Por outro lado, como o peixe-boi se alimenta de plantas abrasivas, seus molares se desgastam e são substituídos continuamente. Os novos dentes se formam nas costas e avançam à medida que os outros caem.

As espécies de Trichechus apresentam uma reprodução sazonal, com longa duração do período de gestação, entre 12 e 14 meses. Isso contribui para o lento crescimento de suas populações, ameaçadas de extinção.

Na reprodução, a disponibilidade de alimentos é um fator importante. Isso se deve ao fato de que essa abundância garante uma reserva energética suficiente para a manutenção da gravidez e a lactação dos jovens.

Evolução

O peixe-boi é o único membro vivo da família Trichechidae relacionado à família Dugongidae. As duas famílias formam a ordem Sirenia, cujos parentes mais próximos são os elefantes do grupo Proboscidea.

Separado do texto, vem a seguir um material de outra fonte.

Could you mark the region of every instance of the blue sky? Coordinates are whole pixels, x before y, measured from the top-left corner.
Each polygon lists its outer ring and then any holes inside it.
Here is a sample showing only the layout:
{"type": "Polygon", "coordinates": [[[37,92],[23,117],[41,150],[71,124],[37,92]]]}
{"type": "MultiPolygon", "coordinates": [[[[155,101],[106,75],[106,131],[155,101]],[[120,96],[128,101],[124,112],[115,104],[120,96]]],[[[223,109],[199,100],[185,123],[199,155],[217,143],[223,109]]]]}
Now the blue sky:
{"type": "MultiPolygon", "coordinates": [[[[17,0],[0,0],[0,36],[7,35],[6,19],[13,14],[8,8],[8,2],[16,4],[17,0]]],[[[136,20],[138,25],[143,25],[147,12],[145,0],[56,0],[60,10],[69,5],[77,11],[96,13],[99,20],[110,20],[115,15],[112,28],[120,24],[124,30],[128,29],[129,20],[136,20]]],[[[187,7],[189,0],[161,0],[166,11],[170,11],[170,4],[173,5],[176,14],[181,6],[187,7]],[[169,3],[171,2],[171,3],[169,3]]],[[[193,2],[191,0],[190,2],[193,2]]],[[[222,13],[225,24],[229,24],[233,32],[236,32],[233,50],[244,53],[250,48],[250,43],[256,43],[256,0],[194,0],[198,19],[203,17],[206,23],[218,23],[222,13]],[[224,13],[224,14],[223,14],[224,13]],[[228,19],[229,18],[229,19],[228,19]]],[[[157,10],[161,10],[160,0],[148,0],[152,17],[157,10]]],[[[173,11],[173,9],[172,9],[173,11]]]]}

A Sirenia é composta por um grupo de mamíferos herbívoros marinhos, que são completamente aquáticos. Segundo o registro fóssil, essa ordem existia 50 milhões de anos atrás, no início do Eoceno e no final desse período, eles já haviam diversificado.

Uma das sereias mais primitivas é Prorastomus , que viveu no Eoceno Médio, cerca de 40 milhões de anos atrás. Ao contrário dos atuais sirenianos, isso era terrestre.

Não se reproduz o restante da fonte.